Значит, у Вашей девочки начался в 9 лет.
Кастури, муж никогда не должен поднимать руку на девочек. Он прав. Но он не должен позволять ей хамить. Он–Ваша защита. Значит, надо воздействовать тем, что лишать каких–то матер.удовольствий.
И больше Вашей Любви.
В любом случае действуйте с супругом в гармонии, как одно целое.
Дети это очень чувствуют и уважают. Особенно, когда мама уважает папу и ставит его в семье на первое место. Собственно, это–самое главное, думаю :smilies:

----------


## Кастури

> Значит, у Вашей девочки начался в 9 лет.
> Кастури, муж никогда не должен поднимать руку на девочек. Он прав. Но он не должен позволять ей хамить. Он–Ваша защита. Значит, надо воздействовать тем, что лишать каких–то матер.удовольствий.
> И больше Вашей Любви.
> В любом случае действуйте с супругом в гармонии, как одно целое.
> Дети это очень чувствуют и уважают. Особенно, когда мама уважает папу и ставит его в семье на первое место. Собственно, это–самое главное, думаю


Спасибо,матаджи за добрые советы,за теплые слова.Муж меня всегда защищает,но может мягче,чем бы мне хотелось,чуть строже надо быть,он лишает ее мат.удовольствий,а ей помойму все равно.В целом она хорошая девочка,но видимо у каждого свой переходный,переломный момент.

----------


## Nada-bindu-vidharini dd

> упустили!


Скорее всего ,да.Теперь пожинаете плоды.И будет,возможно,ещё хлеще.А потом,жизнь прижмёт дочу и она исправится.Наверное.Муж ваш прав.Не хочет дома учиться,жизнь научит.

----------


## Nada-bindu-vidharini dd

> Пытались приучать делать все вместе,но она упертая,не хочет!


Я ни кого не приучаю.Делаем и всё.Тут нет  рассуждений.
Есть табу,делаем и всё.Помощь-это одно из табу.Мы -команда и  если один вкось,то портится  товарищество.Все страдают.

----------


## Kasturika d.d.

Да, Кастури, мне тоже очень тяжко было, когда дочка двигалась в непонятном направлении. Это было похоже на какой–то неизбежный период (может, планеты встали так?) .
Только взаимопонимание с мужем меня поддержало.

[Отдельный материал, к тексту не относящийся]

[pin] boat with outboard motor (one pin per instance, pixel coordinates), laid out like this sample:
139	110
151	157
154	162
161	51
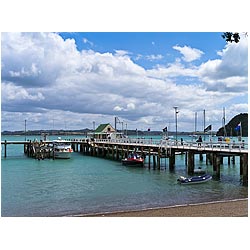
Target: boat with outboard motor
194	179
133	159
62	149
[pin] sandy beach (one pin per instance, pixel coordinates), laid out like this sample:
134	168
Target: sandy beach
232	208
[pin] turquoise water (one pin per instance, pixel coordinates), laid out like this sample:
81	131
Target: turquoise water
85	184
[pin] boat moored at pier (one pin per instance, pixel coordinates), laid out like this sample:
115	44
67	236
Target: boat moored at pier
62	149
194	179
133	159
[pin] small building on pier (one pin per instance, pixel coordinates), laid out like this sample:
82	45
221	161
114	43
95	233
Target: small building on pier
105	131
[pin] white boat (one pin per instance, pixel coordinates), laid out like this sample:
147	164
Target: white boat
62	149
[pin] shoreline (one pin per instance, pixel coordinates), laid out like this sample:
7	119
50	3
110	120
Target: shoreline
227	208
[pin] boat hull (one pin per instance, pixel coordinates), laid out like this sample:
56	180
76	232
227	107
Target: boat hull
195	179
128	162
62	155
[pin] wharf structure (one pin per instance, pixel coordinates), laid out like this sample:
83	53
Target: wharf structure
154	150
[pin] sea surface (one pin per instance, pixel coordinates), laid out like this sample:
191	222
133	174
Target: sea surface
87	185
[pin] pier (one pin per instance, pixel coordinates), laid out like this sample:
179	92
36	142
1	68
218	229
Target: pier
154	150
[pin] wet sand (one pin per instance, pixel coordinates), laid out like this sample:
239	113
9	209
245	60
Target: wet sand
233	208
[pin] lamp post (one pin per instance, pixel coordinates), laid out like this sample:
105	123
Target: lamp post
25	129
176	112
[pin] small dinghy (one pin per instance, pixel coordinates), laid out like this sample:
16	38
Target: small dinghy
194	179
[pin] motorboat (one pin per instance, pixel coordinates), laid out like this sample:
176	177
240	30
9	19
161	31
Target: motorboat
133	159
194	179
200	171
62	149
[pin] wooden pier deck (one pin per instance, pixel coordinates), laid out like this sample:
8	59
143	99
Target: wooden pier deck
156	149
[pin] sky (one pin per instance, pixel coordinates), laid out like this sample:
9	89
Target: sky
74	80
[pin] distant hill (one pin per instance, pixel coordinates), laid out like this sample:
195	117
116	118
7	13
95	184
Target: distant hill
230	127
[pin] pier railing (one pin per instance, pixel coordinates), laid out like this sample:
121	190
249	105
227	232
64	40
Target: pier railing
206	146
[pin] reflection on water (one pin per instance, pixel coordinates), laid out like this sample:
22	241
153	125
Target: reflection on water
85	184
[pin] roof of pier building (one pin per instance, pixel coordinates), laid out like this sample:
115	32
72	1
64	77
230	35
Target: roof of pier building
104	128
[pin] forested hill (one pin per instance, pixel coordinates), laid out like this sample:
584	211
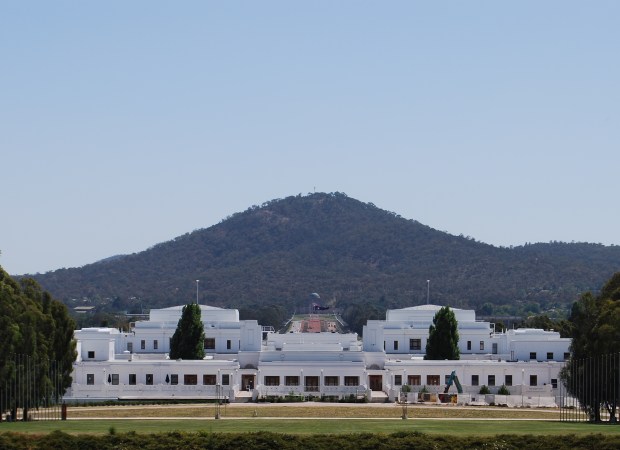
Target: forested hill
347	251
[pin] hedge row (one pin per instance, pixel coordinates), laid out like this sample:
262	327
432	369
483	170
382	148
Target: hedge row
263	440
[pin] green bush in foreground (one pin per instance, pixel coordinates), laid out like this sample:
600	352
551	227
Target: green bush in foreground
263	440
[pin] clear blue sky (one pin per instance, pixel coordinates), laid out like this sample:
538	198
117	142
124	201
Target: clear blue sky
127	123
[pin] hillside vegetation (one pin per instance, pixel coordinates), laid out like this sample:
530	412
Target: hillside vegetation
354	254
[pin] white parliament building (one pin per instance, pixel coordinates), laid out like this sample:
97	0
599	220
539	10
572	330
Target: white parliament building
247	362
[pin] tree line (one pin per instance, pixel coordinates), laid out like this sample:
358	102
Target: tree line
38	349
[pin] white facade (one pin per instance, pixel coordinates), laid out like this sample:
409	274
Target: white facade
405	331
245	362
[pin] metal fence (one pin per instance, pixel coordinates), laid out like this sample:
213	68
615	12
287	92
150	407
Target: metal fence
30	389
590	389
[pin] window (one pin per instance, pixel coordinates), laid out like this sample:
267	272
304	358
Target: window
311	384
414	380
351	381
291	380
190	380
433	380
415	344
331	381
272	380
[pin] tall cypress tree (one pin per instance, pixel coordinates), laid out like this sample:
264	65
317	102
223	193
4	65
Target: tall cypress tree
38	349
592	374
188	339
443	336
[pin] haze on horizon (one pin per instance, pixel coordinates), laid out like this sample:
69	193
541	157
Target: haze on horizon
123	125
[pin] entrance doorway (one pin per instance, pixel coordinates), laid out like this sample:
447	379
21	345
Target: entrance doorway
376	382
247	382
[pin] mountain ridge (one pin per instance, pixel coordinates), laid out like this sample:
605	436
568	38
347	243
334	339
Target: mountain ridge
349	251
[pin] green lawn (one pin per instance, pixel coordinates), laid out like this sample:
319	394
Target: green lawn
315	426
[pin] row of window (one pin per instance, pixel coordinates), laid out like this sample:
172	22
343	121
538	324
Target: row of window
173	379
434	380
416	345
310	381
208	344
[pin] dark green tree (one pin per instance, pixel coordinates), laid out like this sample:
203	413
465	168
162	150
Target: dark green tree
188	339
443	336
38	350
592	374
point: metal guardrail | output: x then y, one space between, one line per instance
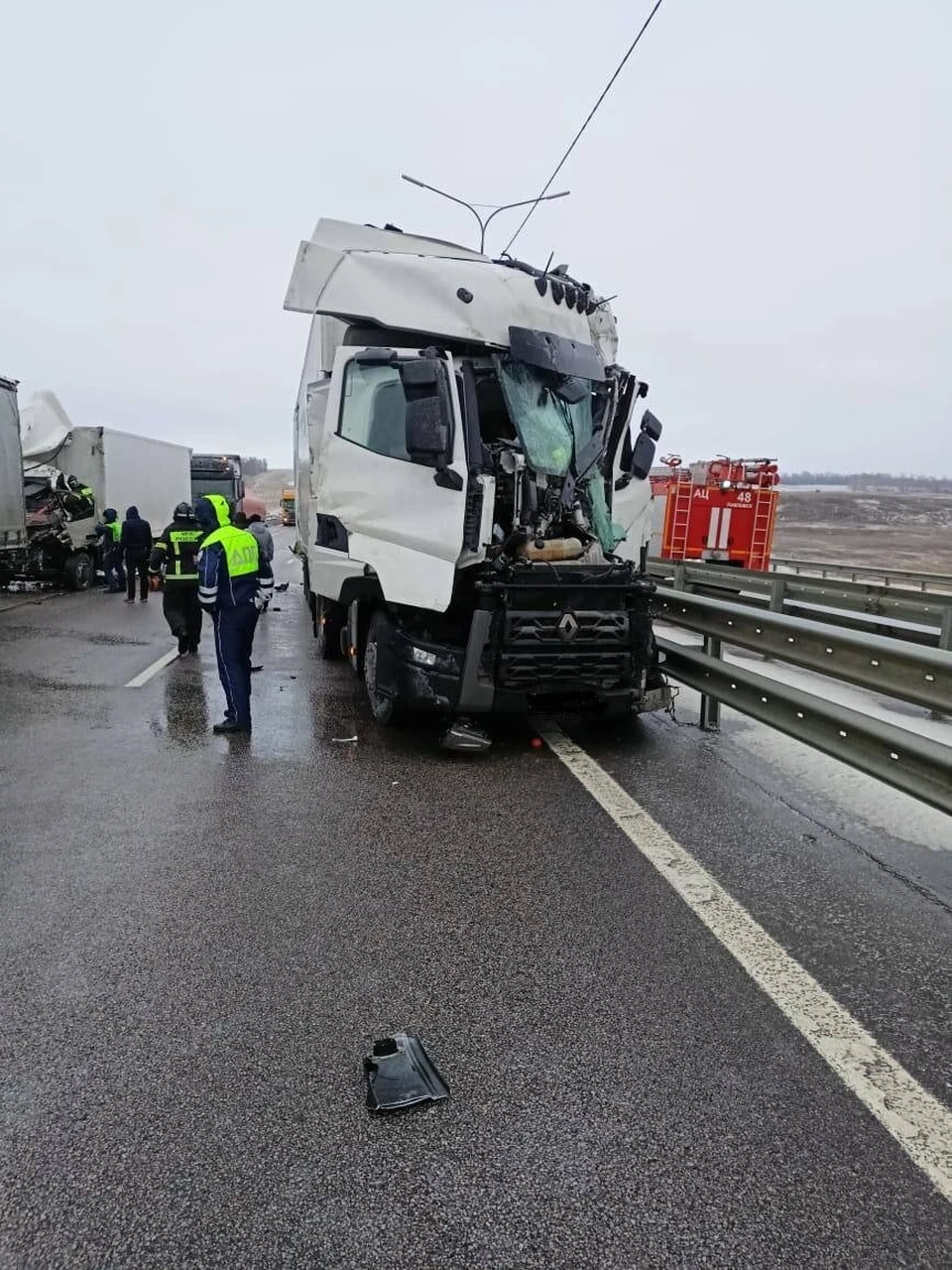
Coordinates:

Он– большая опора и надежда. 
Будьте Счастливы!
Харе Кришна  :smilies:

----------


## Кастури

> Скорее всего ,да.Теперь пожинаете плоды.И будет,возможно,ещё хлеще.А потом,жизнь прижмёт дочу и она исправится.Наверное.Муж ваш прав.Не хочет дома учиться,жизнь научит.


А ничего больше не остается!Нельзя заставить человека делать то,что ему не нужно и неинтересно.Будем молиться Кришне,Он исправит ситуацию или мне даст больше смирения,ох как мне его не хватает!

----------


## Nada-bindu-vidharini dd

> но видимо у каждого свой переходный,переломный момент.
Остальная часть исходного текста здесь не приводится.